A simple nested RT-PCR method for quantitation of the relative amounts of multiple cytokine mRNAs in small tissue samples

It is difficult to quantitate cytokine mRNA profiles in small human tissue specimens obtained by a needle biopsy, even using standard RT-PCR methods, because the amount of mRNA in the specimens is very small. To address this problem, we developed highly sensitive, quantitative, nested RT-PCR techniques to evaluate the expression of multiple cytokine mRNAs in synovial specimens obtained by needle biopsy. To reduce effects of variation of initial RNA concentrations, cDNA from each target RNA sample was normalized, using a simplified competitive PCR method, to the levels of beta-actin cDNA. The first and the second (nested) PCR were performed in the same tube to prevent contamination.
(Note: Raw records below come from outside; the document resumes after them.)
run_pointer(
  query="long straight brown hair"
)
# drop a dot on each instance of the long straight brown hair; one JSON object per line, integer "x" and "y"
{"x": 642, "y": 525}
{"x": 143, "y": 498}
The number of PCR-product bands, evident on polyacrylamide gel electrophoresis, was used to quantitate the relative amounts of target cDNA. Using our methods, it was possible to evaluate, in a single synovial tissue specimen obtained by needle biopsy, the relative amounts of mRNAs for 10 cytokines (TNF-alpha, IL-1 beta, IL-2, IL-4, IL-6, IL-10, IL-12 p40, IL-13, IL-15, IFN-gamma) and CD3 delta chain. Our methods are particularly valuable if there are multiple target mRNAs, numerous samples, or if the amounts of mRNAs are limited. The methods are applicable to a wide variety of tissues and target mRNAs.